Various alternative approaches may be appropriate in BEWSs, though utility is speculative due to lack of widespread use or immaturity of technology. For instance, inductive proximity sensors have allowed laboratory measurement of valve movements. Generating an electromagnetic field using a high frequency oscillator, metal objects entering the sensor’s field cause distortion, altering the amplitude of the oscillator and changing the output voltage (Allen et al., 1996; Miller et al., 1999). By fitting a metal disc to one valve of a fixed specimen, and placing a proximity sensor opposite, distance changes caused by valve movements are read in voltage changes (Allen et al., 1996; Miller et al., 1999; Ayad et al., 2011). Accelerometers may also allow monitoring of valve movements; as instruments capable of measuring acceleration in three axes, attachment of an accelerometer to one valve of a fixed specimen can allow valve displacements to be calculated (Coquereau et al., 2016). Lastly, experiments with passive acoustics, whereby hydrophones measure sounds produced by different types of valve movements (such as adduction or swimming), has indicated that such a method may allow identification of valve movements in multiple, unattached animals (Di Iorio et al., 2012; Coquereau et al., 2016).

Cardiac activity

Background

Cardiac activity (Fig. 1b) has been widely studied in a range of different bivalves, under laboratory and field conditions, and under various abiotic and biotic factors. It provides information on health, stress, and physiology; since this is impacted by environmental conditions, cardiac activity may be employed as an indicator of alterations in ambient factors (Sarà & de Pirro, 2011; Xing et al., 2016, 2019; Bakhmet et al., 2019). As an integrated organismal response to contamination, it is an effective metric for water quality biomonitoring in bivalves (Kholodkevich et al., 2017). However, baseline cardiac activity is naturally influenced by factors such as respiration (e.g. Gurr et al., 2018) or feeding (e.g. Widdows, 1973), as well as activity like adduction (e.g. Brand, 1972); consequently these must be considered, although cardiac activity can remain constant under large fluctuations in such factors (Thompson & Bayne, 1972).

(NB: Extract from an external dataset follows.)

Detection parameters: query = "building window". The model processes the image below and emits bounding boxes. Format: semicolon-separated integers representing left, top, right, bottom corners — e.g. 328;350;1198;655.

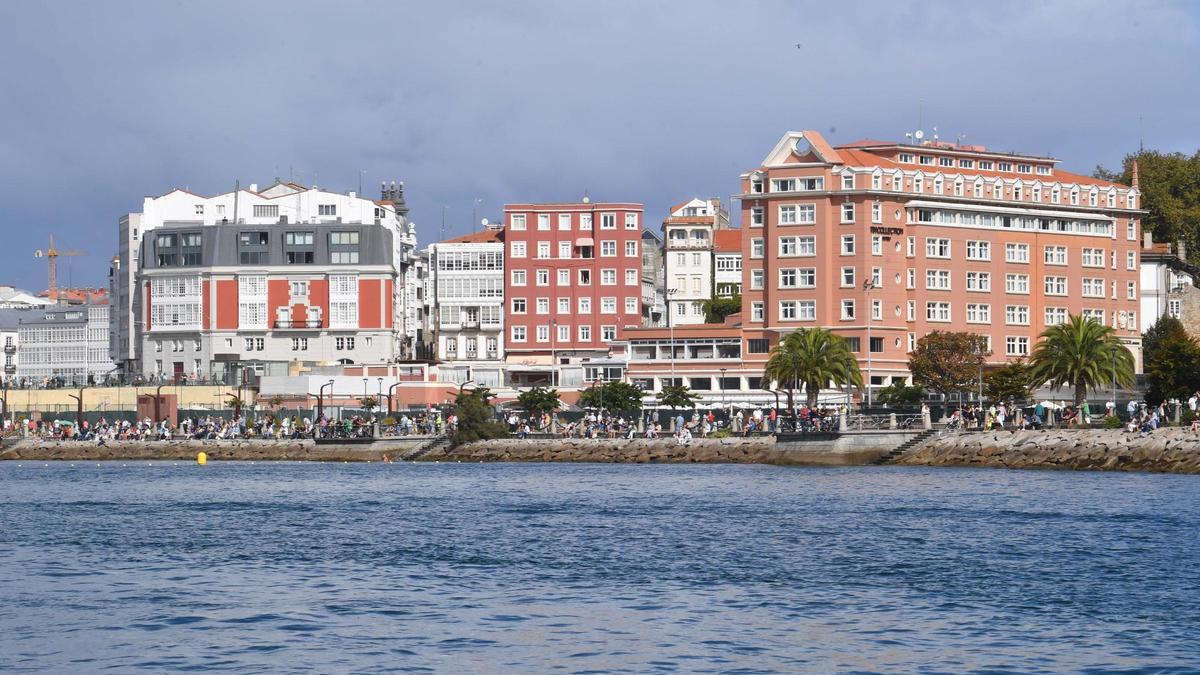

Employing cardiac activity for monitoring pollutants relies on the bivalve’s ability to sense and respond to a perturbation in the ambient environment, such as a toxic contaminant. The response may involve increasing metabolic activity, to counteract the change, or to lower activity and avoid exposure. From cardiac traces, changes are often apparent in the heart rate; heart rate can increase or decrease in response to changes in local water conditions, depending on the pollutant (toxicity/concentration), and the animal’s sensitivity. Alterations in rates may sometimes be attributed to direct action of chemical contaminants on the bivalve. For instance, copper may directly impact nervous stimulation of the myocytes themselves (Nicholson, 2003). However, increases in rate are generally seen as the bivalve heart compensating for stressful situations, increasing their metabolism for excreting toxicants, whilst decreases are often linked to valve closure (a typical isolation response) to avoid stress (Nicholson, 1999b; Sarà & de Pirro, 2011). Indeed, valve closure and heart rate are closely linked; lowering of heart rate usually occurs during valve closure (e.g. Trueman & Lowe, 1971), and cessation of the heartbeat (cardiac arrest) is common, often forming a part of normal, periodic behaviour (e.g. Bakhmet et al., 2005). Upon reopening, heart rate typically increases immediately beforehand, temporarily overshooting baseline rate before restoration of normal rate, likely to allow removal of accumulated anaerobic respiration products (generated during oxygen deprivation associated with valve closure) (e.g. Trueman & Lowe, 1971). Heartbeats can also adopt different patterns in response to pollutants, such as “burst activity” (consisting of series of beats separated by pauses), or entirely irregular patterns (Grace & Gainey, 1987). Such patterns are discernible through closer analysis of the inter-pulse duration. Strength of contractions is given by the amplitude on cardiac traces, whilst the rate-amplitude product may help gauge oxygen consumption. The former is greatest under optimal growth conditions (and decreased by stressors), whilst the latter can inform of stress to the heart (increasing when bivalves counteract stressors through increasing metabolic activity) (e.g. Xing et al., 2019).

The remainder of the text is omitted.